一方で、この日釣り大会に同行していた、「いわき海洋調べ隊」共同代表の八木淳一氏によると「少しずつだが、福島県でサステナブルな漁業のあり方を考える人が増えてきている」という話もありました。震災前は、福島県でのヒラメ出荷規制は30センチでしたが、現在は50センチになっています。「震災前以上に豊かな海が戻ってきているのだから、これを獲り尽くすことなく、コントロールしながら、少量でも価格の良いものを途切れることなく出せる体制を整えたい」と、県と漁業者の間でも話し合われているそうです。「震災、原発事故は"災い"ではあったが、"福島版資源管理型"漁業を作り上げることができれば」と県関係者も、福島の未来への期待を熱っぽく語っています。

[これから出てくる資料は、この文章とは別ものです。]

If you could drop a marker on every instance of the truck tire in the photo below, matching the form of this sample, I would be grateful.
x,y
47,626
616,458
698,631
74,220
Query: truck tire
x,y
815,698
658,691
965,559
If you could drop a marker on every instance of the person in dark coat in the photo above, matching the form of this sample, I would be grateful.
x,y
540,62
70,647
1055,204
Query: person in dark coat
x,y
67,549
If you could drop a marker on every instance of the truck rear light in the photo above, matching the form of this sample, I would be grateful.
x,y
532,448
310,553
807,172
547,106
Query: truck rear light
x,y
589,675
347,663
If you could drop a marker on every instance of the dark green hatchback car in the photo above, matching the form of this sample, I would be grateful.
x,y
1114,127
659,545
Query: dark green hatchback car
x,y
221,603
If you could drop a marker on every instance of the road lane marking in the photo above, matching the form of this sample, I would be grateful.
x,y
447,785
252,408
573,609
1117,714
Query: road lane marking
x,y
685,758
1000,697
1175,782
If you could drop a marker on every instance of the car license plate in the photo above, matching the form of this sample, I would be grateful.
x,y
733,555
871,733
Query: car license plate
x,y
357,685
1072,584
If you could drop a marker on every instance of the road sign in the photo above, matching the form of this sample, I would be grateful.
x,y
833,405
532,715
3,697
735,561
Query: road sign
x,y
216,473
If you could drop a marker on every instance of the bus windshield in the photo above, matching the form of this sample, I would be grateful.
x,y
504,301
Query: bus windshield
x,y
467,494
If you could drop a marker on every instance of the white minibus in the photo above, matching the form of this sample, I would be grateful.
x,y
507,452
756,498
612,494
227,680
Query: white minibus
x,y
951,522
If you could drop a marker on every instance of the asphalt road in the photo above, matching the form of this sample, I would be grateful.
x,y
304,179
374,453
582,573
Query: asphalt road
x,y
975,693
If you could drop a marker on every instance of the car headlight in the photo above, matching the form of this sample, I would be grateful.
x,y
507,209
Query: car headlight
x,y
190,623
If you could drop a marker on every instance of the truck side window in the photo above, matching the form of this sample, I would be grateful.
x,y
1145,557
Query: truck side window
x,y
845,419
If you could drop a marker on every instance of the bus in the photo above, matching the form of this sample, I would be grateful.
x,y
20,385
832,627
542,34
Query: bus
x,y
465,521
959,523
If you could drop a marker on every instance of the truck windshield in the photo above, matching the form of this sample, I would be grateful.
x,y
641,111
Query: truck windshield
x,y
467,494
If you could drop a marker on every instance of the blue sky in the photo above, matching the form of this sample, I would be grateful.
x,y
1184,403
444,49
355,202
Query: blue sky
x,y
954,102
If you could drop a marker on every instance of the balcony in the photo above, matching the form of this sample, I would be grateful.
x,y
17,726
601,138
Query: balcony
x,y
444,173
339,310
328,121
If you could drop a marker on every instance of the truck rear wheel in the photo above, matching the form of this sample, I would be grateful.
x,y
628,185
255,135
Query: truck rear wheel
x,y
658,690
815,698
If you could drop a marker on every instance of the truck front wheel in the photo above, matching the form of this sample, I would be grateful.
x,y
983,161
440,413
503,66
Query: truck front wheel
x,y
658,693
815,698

サステナブルな漁業を行うヨーロッパ諸国に比べ、日本は大きく遅れていると言われています。福島第一原子力発電所の事故は大きな災いですが、逆にこれを豊かな海を取り戻す契機としていくことが求められているのかもしれません。海から見る富岡町は工事も着々と進み、復興へ確かな足取りを感じさせます。富岡駅前の再整備も進み、10月21日には竜田-富岡間で常磐線の運転も再開。海に陸に、復興は日々新たなフェイズへと進みつつあると言えるでしょう。そんなことを考えさせられる富岡復興釣り大会となったのでした。